« La liberté guidant le peuple » d’Eugène Delacroix
“Je veux que la République ait deux noms : qu’elle s’appelle Liberté, et qu’elle s’appelle chose publique.” Victor Hugo
Éric Zemmour a donc officialisé sa candidature le mardi 30 novembre dans une vidéo publiée sur les réseaux sociaux. Jusque-là, et comme toujours, les médias français ont fait la part belle aux déclarations du polémiste d’extrême-droite alors même qu’il n’avait pas encore sauté le pas. Ne parlons même pas des instituts de sondage qui ont actionné la manivelle pour le mettre à un niveau jamais atteint parmi les « éventuels » candidats.
Le voilà enfin dans la gueule du loup et plus que jamais sous les projecteurs. Le doigt d’honneur qu’il a dirigé, lors de son déplacement à Marseille vers une femme, a rogné un peu plus son aura de gentleman et sa candidature peut ravir les gens comme moi parce qu’elle affaiblit le camp de l’extrême-droite entre Marine Le Pen et lui. La plupart des observateurs voient en Zemmour un apologiste du racisme ordinaire qui vomit ses sentences plus qu’il ne les dicte.
Pour le coup, il ne s’agit pas d’une simple opinion mais d’un fait établi puisque le polémiste a été condamné par deux fois par les tribunaux au nom du peuple français. Ce que je retiens pour ma part, ce sont les mots prononcés à la fin de sa déclaration de candidature. D’habitude, depuis le général de Gaulle jusqu’au candidat le plus inexpérimenté, cette profession de foi se termine invariablement par un emphatique « Vive la République et vive la France ! ».
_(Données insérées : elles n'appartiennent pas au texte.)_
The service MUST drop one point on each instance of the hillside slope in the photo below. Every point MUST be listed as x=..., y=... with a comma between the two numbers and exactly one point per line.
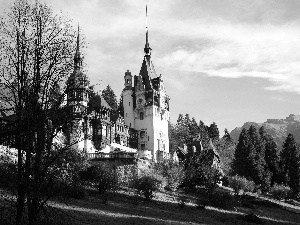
x=278, y=128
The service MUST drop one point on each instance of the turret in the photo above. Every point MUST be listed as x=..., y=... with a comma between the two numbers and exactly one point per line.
x=77, y=85
x=128, y=80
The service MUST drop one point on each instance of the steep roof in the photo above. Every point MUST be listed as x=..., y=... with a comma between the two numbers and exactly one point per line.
x=147, y=72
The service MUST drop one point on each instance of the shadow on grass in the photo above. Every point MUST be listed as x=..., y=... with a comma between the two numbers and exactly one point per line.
x=122, y=208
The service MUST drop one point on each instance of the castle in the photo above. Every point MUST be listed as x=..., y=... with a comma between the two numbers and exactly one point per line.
x=143, y=129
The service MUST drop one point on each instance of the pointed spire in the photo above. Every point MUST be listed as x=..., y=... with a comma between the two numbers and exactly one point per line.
x=77, y=57
x=147, y=48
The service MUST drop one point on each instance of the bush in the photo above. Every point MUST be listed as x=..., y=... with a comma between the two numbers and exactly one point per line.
x=104, y=176
x=222, y=200
x=126, y=174
x=146, y=186
x=241, y=183
x=8, y=175
x=173, y=173
x=76, y=191
x=279, y=191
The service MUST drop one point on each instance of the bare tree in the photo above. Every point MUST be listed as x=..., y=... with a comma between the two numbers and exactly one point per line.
x=36, y=49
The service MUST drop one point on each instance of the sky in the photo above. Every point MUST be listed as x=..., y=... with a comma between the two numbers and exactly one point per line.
x=222, y=61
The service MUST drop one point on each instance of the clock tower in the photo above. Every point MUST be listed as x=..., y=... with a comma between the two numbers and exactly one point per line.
x=146, y=108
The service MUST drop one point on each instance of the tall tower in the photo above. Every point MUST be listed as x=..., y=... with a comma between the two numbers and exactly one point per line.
x=128, y=100
x=77, y=85
x=149, y=107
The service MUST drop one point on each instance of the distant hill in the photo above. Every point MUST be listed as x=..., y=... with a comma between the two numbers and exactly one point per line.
x=278, y=128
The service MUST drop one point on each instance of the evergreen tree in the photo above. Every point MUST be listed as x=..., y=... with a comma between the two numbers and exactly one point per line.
x=213, y=131
x=271, y=155
x=256, y=157
x=290, y=164
x=249, y=157
x=194, y=129
x=226, y=137
x=289, y=146
x=240, y=155
x=203, y=134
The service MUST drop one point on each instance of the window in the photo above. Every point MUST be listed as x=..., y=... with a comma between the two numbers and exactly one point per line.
x=142, y=134
x=104, y=131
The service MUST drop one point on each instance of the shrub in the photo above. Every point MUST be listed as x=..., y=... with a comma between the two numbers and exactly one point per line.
x=146, y=186
x=104, y=176
x=173, y=173
x=222, y=200
x=241, y=183
x=76, y=191
x=8, y=175
x=279, y=191
x=126, y=174
x=107, y=179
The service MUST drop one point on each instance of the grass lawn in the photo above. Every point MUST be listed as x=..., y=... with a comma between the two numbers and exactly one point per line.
x=125, y=208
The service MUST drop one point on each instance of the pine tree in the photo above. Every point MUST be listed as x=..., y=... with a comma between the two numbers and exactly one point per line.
x=271, y=155
x=239, y=163
x=257, y=158
x=249, y=157
x=289, y=146
x=226, y=137
x=213, y=131
x=290, y=159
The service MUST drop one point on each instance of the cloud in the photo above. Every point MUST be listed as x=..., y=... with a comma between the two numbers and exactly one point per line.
x=242, y=50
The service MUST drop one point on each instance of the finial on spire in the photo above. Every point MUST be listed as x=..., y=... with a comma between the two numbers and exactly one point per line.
x=147, y=48
x=77, y=57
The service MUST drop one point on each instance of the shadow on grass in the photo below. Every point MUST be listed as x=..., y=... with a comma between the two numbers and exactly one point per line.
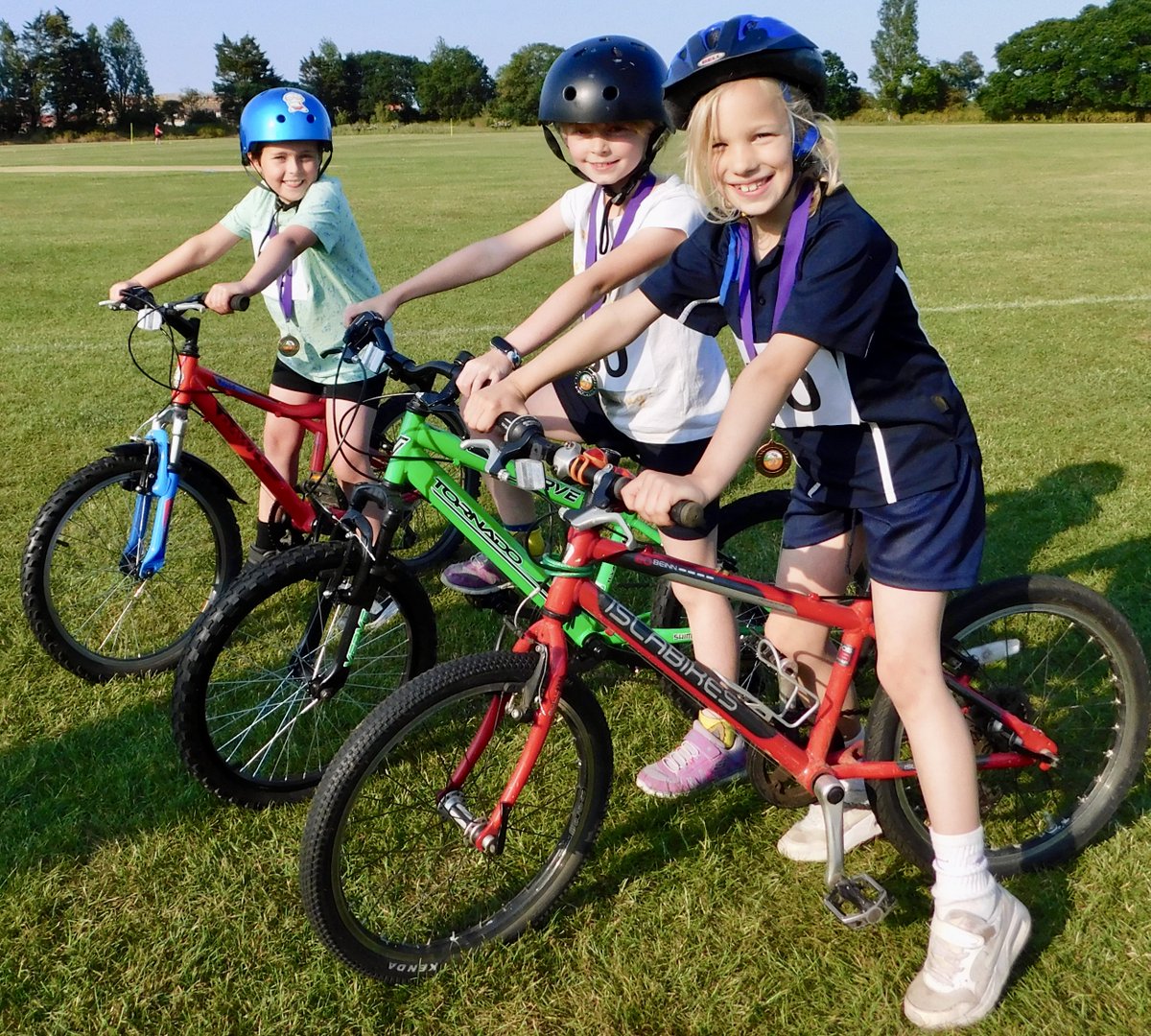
x=61, y=798
x=1022, y=524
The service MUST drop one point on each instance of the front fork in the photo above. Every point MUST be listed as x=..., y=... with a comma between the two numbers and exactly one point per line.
x=535, y=705
x=154, y=496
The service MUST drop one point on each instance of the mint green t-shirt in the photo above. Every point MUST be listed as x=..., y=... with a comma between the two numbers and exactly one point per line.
x=325, y=277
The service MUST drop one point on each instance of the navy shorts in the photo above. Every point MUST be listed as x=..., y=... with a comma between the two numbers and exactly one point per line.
x=592, y=424
x=930, y=541
x=367, y=390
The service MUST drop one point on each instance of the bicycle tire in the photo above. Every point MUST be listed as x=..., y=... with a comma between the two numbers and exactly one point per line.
x=426, y=539
x=1069, y=663
x=755, y=555
x=247, y=717
x=395, y=890
x=87, y=614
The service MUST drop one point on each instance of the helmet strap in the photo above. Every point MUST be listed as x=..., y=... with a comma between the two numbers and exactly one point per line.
x=655, y=142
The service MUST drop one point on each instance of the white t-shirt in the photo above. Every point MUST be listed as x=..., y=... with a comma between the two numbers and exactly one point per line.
x=671, y=384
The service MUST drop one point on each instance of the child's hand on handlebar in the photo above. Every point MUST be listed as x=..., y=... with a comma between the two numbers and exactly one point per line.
x=116, y=292
x=483, y=371
x=651, y=494
x=379, y=304
x=484, y=407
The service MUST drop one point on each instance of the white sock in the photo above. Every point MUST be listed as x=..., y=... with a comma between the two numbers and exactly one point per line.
x=962, y=876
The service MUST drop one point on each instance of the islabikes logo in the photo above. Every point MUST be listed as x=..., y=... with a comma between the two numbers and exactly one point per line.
x=499, y=545
x=413, y=967
x=731, y=699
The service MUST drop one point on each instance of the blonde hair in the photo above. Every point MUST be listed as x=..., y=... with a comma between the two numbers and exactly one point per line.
x=822, y=166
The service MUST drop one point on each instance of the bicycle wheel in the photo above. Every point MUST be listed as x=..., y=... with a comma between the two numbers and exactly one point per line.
x=84, y=599
x=260, y=705
x=1060, y=656
x=751, y=530
x=390, y=884
x=426, y=539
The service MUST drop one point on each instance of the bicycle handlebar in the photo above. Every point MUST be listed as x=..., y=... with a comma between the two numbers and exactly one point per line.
x=525, y=440
x=371, y=329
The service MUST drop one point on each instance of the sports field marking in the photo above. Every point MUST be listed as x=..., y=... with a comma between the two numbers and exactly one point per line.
x=1039, y=303
x=91, y=170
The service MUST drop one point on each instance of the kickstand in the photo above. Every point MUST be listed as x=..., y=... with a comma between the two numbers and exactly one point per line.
x=857, y=902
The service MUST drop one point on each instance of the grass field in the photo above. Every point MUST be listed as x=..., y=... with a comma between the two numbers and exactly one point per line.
x=131, y=902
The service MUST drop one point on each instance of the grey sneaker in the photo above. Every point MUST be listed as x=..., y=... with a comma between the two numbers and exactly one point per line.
x=967, y=965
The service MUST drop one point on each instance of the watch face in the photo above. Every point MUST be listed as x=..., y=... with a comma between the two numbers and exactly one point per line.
x=586, y=383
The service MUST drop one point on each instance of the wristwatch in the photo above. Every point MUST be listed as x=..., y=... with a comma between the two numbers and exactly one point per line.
x=509, y=350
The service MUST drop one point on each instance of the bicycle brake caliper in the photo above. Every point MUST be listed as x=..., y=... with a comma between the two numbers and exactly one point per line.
x=164, y=492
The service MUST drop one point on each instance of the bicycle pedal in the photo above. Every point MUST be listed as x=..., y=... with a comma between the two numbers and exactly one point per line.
x=858, y=902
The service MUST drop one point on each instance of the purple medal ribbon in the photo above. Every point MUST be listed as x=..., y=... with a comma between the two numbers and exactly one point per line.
x=625, y=224
x=788, y=265
x=286, y=303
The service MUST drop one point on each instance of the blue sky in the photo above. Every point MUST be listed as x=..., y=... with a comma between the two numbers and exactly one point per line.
x=177, y=39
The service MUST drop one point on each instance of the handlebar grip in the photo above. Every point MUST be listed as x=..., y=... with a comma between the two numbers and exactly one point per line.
x=517, y=425
x=689, y=513
x=368, y=492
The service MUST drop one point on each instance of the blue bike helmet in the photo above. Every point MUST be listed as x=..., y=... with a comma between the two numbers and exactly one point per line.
x=283, y=114
x=742, y=47
x=605, y=80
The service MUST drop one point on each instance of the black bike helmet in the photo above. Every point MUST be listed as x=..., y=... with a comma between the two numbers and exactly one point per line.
x=605, y=80
x=742, y=47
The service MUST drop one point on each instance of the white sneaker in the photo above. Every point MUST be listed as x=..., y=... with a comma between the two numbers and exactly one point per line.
x=967, y=965
x=806, y=840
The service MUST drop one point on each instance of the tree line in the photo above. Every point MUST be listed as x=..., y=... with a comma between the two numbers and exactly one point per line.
x=1097, y=62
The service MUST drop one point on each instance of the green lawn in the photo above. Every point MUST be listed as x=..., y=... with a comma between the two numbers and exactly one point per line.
x=132, y=902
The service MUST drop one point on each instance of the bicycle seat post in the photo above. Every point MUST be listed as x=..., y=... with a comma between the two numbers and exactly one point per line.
x=857, y=902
La conclusion du discours d’Éric Zemmour a été la suivante : « Vive la République et surtout vive la France ». Surtout ! Ce complément adverbial est lourd de sens. Il dit absolument le fond de la pensée de l’individu. Il confirme que tout ce qui a été dit auparavant n’est pas un simple glissement sémantique. Il faut se rendre à l’évidence : Zemmour est si peu républicain. La France est un pays avec un territoire donné, un peuple et une autorité ― comme tous les pays de la planète. Son laïus sur le régime de Pétain qui aurait sauvé les juifs pendant la Seconde guerre mondiale n’est pas un incident de parcours, c’est sa pensée profonde qui émerge.
Parce que Zemmour préfère la France de toujours, celle de Louis XI menant ses sbires aux croisades plutôt que la révolte des Quatre Soldats de la Rochelle qui ont été guillotinés en 1822, place de Grève à Paris, pour avoir comploté contre Louis XVIII. De toute évidence, Zemmour préfère la France morose d’avant la Révolution à celle de la République. Et c’est là où la glorification du maréchal Pétain a une grande portée pour lui.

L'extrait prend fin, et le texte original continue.